What is this problem? Why does it only occur with sys-firewall VM? Which logs to doublecheck? Any suggestions welcome.
So, apparently, this is not a sys-firewall, but a clocksync issue. To root out any causes, I moved the clocksync service to a separate, brand new qube (named sys-clock). And voila: sys-firewall no longer 'crashes' on resume from suspend, now it's sys-clock.
The cause is probably somewhere in some logfile, but with the many moving parts, Qubes really needs a better bugfixing howto.
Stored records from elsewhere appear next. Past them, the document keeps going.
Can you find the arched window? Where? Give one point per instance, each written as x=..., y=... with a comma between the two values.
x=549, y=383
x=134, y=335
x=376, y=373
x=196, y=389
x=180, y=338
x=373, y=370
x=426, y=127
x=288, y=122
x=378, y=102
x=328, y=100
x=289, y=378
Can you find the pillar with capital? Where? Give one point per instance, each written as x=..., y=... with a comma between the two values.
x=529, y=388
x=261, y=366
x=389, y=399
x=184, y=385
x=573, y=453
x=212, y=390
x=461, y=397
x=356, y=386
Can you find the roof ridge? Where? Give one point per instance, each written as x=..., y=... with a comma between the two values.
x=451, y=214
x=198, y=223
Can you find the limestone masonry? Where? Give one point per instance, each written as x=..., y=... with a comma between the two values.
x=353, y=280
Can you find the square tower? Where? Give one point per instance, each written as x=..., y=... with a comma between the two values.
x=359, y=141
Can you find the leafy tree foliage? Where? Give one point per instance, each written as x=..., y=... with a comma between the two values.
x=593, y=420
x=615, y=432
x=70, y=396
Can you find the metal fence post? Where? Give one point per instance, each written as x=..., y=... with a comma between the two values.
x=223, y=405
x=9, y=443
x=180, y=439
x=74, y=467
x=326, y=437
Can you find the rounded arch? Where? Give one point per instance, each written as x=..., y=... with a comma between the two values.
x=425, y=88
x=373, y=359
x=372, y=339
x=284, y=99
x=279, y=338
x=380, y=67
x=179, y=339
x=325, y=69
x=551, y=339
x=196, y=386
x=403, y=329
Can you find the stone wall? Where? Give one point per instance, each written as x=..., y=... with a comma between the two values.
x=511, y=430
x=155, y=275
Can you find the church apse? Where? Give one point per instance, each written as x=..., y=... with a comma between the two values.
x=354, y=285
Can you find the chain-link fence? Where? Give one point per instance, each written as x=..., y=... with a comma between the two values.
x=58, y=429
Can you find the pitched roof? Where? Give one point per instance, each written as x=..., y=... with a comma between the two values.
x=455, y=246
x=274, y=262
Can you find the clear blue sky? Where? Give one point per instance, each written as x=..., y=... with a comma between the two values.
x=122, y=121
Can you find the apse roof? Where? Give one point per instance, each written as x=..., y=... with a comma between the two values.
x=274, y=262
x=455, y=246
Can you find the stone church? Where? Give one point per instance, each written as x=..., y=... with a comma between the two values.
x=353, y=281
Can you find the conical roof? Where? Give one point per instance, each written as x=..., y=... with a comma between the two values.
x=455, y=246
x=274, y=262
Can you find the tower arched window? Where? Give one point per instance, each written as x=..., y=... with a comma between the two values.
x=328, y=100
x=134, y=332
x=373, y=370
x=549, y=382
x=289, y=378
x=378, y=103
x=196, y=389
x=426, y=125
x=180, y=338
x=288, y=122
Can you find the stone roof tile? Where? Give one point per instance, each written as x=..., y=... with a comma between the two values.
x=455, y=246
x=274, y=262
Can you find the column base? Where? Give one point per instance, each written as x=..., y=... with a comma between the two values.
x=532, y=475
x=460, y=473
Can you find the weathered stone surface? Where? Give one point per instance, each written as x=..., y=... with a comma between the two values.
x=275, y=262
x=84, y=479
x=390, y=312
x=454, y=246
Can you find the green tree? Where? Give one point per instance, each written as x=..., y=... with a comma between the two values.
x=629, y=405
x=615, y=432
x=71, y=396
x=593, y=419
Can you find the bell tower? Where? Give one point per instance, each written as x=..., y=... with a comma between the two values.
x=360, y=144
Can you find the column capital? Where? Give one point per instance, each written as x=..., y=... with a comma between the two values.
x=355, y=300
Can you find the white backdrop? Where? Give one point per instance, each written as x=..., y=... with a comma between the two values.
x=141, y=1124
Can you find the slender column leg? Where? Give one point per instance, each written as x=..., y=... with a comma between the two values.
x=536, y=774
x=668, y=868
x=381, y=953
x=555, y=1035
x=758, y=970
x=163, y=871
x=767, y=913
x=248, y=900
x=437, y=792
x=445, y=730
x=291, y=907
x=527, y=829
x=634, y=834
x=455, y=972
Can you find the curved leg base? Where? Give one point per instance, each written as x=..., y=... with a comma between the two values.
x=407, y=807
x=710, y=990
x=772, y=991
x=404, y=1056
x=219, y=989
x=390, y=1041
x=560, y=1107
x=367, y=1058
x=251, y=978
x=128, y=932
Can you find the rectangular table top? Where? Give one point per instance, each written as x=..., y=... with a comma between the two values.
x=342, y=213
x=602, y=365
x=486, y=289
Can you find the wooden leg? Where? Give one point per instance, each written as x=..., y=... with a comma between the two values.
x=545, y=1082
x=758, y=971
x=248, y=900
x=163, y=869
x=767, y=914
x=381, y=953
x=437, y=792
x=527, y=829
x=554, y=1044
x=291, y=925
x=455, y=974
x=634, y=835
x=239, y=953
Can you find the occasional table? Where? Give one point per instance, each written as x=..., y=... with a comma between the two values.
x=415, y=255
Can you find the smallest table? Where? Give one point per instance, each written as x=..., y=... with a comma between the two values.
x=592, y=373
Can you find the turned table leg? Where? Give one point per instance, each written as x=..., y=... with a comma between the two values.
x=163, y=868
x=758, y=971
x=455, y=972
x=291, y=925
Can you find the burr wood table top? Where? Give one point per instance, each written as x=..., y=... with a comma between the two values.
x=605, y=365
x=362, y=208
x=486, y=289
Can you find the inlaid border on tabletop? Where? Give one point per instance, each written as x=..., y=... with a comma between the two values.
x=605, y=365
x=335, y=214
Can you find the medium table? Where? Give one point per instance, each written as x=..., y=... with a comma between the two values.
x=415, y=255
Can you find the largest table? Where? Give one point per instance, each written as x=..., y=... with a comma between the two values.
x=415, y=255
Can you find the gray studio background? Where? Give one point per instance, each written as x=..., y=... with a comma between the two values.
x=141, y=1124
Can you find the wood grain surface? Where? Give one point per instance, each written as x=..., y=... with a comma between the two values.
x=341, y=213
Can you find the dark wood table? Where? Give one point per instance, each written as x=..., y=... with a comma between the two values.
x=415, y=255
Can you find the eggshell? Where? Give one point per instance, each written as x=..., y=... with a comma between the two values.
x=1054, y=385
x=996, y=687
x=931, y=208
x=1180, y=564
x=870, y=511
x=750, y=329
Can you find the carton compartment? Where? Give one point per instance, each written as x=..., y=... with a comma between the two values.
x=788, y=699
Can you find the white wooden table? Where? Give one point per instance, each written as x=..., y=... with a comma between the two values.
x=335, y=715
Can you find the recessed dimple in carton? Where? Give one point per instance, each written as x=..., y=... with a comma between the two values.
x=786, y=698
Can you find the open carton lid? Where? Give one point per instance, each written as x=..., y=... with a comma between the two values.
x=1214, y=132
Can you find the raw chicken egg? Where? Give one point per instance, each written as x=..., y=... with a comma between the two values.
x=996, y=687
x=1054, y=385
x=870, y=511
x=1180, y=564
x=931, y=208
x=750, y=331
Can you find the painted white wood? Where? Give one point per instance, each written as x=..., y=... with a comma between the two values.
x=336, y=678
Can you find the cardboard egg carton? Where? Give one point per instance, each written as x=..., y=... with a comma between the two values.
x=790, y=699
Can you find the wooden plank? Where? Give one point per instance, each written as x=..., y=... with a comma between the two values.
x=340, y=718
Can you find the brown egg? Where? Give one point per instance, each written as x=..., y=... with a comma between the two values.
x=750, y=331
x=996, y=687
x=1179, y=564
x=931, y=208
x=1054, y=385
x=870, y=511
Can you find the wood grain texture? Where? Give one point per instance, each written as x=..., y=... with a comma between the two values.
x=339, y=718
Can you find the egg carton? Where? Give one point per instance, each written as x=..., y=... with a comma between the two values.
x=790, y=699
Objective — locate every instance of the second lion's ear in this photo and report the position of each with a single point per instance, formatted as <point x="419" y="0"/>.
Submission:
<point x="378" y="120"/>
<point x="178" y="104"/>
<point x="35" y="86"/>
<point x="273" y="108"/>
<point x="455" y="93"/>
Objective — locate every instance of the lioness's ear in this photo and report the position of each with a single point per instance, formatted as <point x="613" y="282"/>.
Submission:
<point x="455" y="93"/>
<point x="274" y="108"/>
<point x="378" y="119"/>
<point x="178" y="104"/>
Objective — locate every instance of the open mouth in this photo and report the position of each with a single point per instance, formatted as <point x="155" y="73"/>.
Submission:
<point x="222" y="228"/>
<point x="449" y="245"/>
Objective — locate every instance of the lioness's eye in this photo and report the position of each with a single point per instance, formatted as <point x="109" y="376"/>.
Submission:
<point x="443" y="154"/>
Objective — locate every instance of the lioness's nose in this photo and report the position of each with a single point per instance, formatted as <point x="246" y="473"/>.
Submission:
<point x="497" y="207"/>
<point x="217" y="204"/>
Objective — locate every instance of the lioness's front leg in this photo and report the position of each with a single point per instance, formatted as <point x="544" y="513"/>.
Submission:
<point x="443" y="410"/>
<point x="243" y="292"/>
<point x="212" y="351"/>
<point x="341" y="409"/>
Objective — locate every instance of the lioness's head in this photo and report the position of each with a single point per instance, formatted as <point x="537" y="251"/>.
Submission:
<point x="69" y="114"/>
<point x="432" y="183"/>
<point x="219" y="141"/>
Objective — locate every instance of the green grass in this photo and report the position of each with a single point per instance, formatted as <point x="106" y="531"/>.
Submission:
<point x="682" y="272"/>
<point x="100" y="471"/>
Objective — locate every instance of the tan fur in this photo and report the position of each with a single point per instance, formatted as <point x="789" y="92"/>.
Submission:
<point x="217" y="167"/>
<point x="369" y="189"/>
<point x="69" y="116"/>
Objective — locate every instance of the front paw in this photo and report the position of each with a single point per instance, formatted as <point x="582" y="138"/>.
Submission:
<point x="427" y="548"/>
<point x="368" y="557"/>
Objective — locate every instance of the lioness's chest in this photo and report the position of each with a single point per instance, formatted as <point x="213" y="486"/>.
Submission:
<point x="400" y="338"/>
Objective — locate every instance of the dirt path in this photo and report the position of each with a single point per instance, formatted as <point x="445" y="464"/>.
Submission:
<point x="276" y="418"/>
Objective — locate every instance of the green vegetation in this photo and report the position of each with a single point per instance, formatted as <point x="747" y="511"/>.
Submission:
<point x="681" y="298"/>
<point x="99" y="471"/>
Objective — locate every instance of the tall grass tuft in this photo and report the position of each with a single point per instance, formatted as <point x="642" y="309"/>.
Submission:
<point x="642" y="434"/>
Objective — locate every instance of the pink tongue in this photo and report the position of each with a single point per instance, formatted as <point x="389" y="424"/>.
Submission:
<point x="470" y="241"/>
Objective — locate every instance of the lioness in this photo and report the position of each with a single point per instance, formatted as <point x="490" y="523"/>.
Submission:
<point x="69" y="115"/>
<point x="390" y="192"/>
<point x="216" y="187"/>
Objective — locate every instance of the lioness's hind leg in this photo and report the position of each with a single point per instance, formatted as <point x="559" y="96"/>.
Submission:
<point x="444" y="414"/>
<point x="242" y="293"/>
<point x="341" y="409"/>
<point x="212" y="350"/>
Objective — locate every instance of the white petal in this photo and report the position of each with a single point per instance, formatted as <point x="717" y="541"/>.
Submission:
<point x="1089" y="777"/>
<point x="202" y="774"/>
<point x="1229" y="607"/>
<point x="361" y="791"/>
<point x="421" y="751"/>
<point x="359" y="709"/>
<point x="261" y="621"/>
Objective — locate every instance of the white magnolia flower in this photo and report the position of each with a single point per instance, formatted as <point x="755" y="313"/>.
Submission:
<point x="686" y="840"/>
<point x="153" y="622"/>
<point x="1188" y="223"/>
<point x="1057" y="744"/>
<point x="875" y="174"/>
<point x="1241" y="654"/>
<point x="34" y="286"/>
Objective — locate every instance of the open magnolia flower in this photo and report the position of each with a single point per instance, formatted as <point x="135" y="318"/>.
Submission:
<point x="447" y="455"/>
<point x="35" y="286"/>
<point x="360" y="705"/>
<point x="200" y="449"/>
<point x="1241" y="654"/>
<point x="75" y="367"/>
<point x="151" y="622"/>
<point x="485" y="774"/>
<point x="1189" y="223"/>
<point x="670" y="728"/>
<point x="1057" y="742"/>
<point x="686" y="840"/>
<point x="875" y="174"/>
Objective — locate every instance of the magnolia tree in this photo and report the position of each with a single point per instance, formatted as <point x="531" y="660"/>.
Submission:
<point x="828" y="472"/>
With relatively many minor bugs like this, bugfixing takes too much time. I don't mind spending some time fixing bugs, but lately it is really becoming too much, to the extend that I am considering switching back to an easier regular Linux distro. I have been a paid Linux sysadmin, no total expert, but that is also not a requirement to use Qubes. I should be able to diagnose bugs on my own laptop (and contribute to the project by properly reporting them).
To prevent soiling the issues list, and make it a little more actionable, let's first discuss this here.
What I need is a little more help with fixing or adequately diagnosing bugs, as a sysadmin level person, no programmer or Xen or Qubes expert. As said, to be able to fix or report & diagnose bugs and other issues better. For instance, a list of logfiles added to standard fedora by qubes/zen would be helpfull. So just a list, no further explanation of how to use logfiles. I don't have more ideas currently, but there probably are.
What worries me a little bit is that documentation like this might encourage less skilled people to start doing things above their level of ability (although this is also a good start to become more skilled). Like, in the case of logfiles, soiling communication channels with non-relevant information. So it should come with a clear warning.